This paper seeks to present a model which connects performance measurement at the business level to the concept of public goods usage, and thus incites a linkage between the micro- and macro-economic aspects of sustainability.

Design/methodology/approach

The paper presents the essentials of a public goods cost perspective in order to agitate discussion between statisticians, standard-setters for business reporting and practitioners who wish to explore new approaches in the topic of building performance indicators.

Findings

The paper illustrates what has been achieved in measuring the outcomes of sustainable development efforts and what still needs to be done in order to arrive at aggregate values for national and global commons.

Research limitations/implications

The viability of the concept will depend on the co-operation of businesses and national statistics which test the feasibility of the proposed micro-macro-link through numerical studies.
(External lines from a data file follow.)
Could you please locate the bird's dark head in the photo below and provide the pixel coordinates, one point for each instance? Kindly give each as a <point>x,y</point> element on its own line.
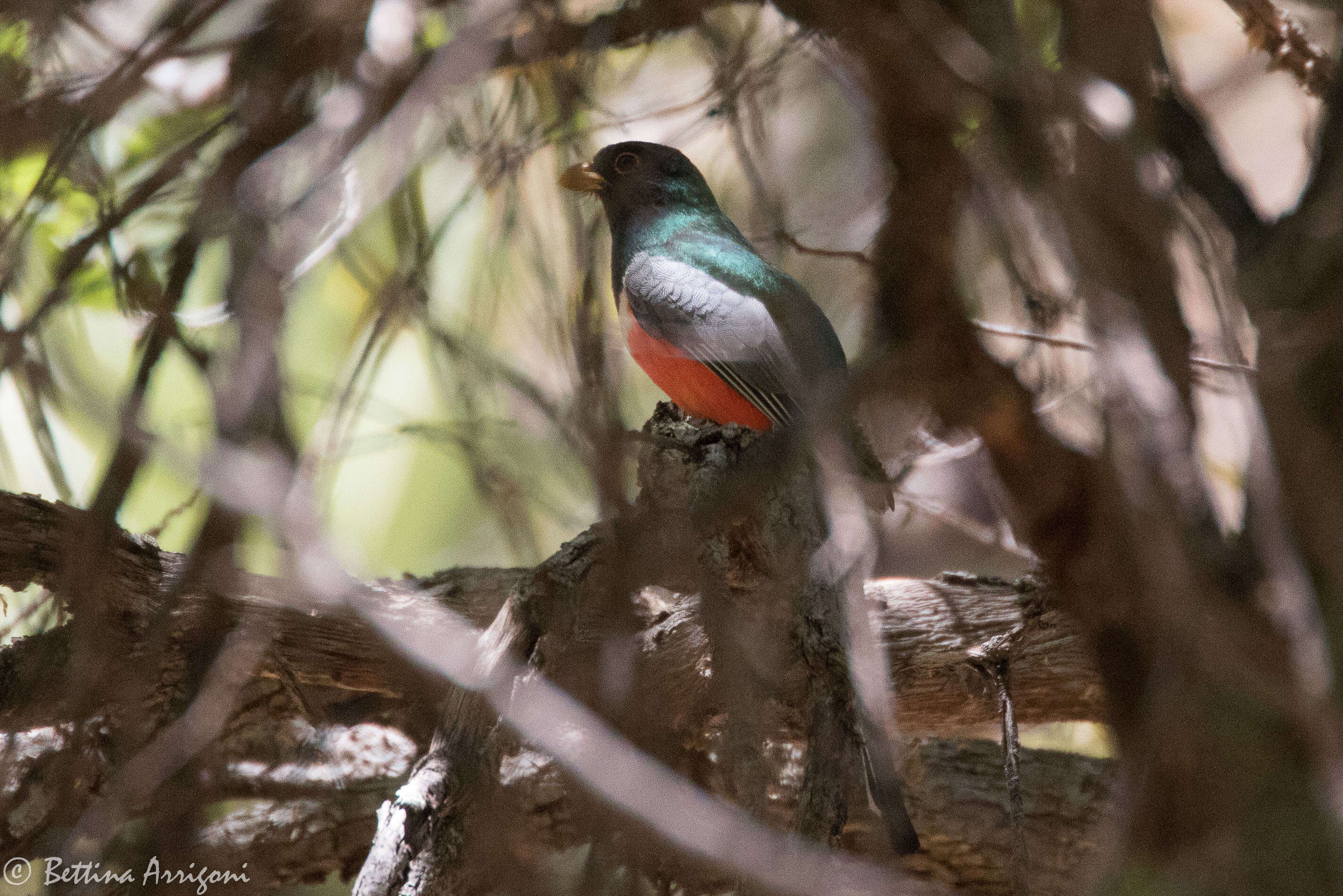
<point>636,176</point>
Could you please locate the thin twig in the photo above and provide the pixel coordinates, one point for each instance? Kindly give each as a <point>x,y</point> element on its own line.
<point>785,237</point>
<point>998,330</point>
<point>1285,40</point>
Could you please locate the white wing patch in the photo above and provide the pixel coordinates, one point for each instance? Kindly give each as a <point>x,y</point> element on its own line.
<point>731,333</point>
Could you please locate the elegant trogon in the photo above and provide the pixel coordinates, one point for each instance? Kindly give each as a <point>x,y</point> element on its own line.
<point>723,332</point>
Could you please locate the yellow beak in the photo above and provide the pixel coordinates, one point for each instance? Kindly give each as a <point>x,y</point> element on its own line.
<point>582,179</point>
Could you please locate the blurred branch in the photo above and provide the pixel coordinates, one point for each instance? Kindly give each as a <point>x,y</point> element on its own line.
<point>928,631</point>
<point>1283,38</point>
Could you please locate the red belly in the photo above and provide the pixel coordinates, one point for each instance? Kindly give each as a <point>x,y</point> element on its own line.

As the paper is published, efforts are under way with a piloting group to initiate a pertinent study, but the results have yet to be attained.

Practical implications

For practitioners in both the statistics profession and management accounting who are concerned with measurement of socioeconomic and environmental phenomena, this attempt at integrating sustainable development indicators to the managerial control system of companies might provide a valuable proposition. It also is a helpful contribution to the ongoing debate about the value and credibility of sustainability reporting.

Social implications

If businesses make no attempts to exhibit numerically how they contribute to preserve and expand the societal commons, they will be confronted with ever-growing agitation from pressure groups and they might be bypassed in the discussion on the issue of sustainability parameters that those groups are advocating.

Originality/value

This is the first academic paper that demonstrates a reporting model that unites business accounts and national accounts.